Tutto ampiamente prevedibile, tranne i dettagli: l'oltraggiosa liturgia di Berlusconi nella tana del nemico... (continua sull'Unita.it, H1t#215).  Fino a qualche mese fa lo avremmo considerato l’ennesimo errore tattico di una segreteria PD. Adesso però c’è Renzi e non ha senso prendersela con lui: una sbruffonata così è perfettamente nel suo stile. A gli elettori del PD che lo hanno voluto segretario non era dato sapere, in dicembre, se avrebbe sostenuto Letta o se lo avrebbe impallinato; l’unica cosa sicura era lo stile-Renzi, dal protagonismo in similpelle alla tendenza a conferire con Berlusconi tête-à-tête; e lo stile-Renzi ha vinto su tutte le obiezioni col 73%.
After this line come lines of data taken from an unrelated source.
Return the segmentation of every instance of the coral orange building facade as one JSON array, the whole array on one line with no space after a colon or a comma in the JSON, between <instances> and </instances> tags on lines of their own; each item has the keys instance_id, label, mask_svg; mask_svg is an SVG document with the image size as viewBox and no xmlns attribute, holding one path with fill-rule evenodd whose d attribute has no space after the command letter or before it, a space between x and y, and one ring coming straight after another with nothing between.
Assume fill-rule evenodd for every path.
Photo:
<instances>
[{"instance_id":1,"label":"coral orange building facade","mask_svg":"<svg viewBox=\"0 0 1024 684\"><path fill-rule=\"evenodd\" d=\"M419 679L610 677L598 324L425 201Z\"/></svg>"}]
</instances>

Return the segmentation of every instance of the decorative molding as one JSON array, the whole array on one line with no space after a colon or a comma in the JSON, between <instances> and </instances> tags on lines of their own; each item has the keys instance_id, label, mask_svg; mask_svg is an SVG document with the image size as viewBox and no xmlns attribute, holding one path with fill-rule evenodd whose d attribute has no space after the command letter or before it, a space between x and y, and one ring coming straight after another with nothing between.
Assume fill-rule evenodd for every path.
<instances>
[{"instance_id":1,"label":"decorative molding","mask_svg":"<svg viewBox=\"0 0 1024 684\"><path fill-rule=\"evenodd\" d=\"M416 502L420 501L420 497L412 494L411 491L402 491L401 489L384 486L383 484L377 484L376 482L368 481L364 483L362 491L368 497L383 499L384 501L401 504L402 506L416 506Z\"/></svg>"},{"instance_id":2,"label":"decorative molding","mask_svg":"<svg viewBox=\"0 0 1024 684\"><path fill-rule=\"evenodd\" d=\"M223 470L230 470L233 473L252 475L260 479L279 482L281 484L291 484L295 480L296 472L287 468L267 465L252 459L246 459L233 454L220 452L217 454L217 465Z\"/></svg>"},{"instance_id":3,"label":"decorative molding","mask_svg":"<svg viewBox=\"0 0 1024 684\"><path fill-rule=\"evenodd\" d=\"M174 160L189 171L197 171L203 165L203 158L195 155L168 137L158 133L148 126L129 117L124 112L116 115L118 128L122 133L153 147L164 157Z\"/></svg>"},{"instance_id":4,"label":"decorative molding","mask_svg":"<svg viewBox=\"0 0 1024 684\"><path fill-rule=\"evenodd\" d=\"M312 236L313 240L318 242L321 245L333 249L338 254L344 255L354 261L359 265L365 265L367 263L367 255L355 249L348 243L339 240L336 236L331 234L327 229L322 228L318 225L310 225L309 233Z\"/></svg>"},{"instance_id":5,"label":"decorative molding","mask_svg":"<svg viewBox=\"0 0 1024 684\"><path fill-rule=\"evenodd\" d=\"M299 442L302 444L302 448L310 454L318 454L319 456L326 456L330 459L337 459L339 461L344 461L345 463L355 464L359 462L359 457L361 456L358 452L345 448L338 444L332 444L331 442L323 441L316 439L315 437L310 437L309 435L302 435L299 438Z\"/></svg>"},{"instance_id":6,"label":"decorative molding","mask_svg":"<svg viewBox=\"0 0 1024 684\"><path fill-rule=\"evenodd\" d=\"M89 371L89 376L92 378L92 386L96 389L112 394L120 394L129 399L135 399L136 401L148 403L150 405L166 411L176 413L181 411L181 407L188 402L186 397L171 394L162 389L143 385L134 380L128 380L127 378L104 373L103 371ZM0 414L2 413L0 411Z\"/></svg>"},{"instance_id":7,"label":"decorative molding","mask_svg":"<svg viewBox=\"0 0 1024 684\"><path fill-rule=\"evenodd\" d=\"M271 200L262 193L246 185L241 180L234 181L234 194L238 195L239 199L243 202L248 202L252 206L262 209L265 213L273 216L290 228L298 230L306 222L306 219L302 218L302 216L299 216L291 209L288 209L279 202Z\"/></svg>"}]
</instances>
Ora sappiamo che Renzi manterrà in vita il governo Letta, per un anno almeno. Dovrà difenderlo, qualsiasi cosa accada – e di cose ne stanno accadendo: alcune magari sono sciocchezze pompate dai media, ma se i media si comportano così non si capisce perché dovrebbero cambiare atteggiamento da qui a un anno. Nel frattempo dovrà difendere Berlusconi mentre riscrive diversi articoli della Costituzione con lui. Questo significa, a spanne, seppellire qualsiasi possibile intervento sul conflitto d’interessi, un argomento a cui Renzi non è mai stato appassionato. Sarà un anno molto lungo, e Renzi deve gran parte del suo successo al fatto di essere un uomo nuovo: tra un anno lo sarà molto meno. E a quel punto magari si voterà, con un sistema elettorale che Berlusconi ha potuto scegliere con comodo. Con la Mediaset tutta ancora saldamente nelle mani del presidente di Forza Italia. Ok, siamo uomini di mondo, se Renzi ha offerto tutto questo a Berlusconi, avrà senz’altro ottenuto qualcosa in cambio. Qualcosa che al momento ci sfugge: la Lega su un piatto d’argento? Briciole. La benevolenza della stampa berlusconiana? Sai che roba – e poi durerà solo finché lo vuole il padrone. La stabilità? Ma non era venuto a rottamare? E quali garanzie hai di vincere tra un anno quello che temi evidentemente di non portare a casa in maggio col Mattarellum?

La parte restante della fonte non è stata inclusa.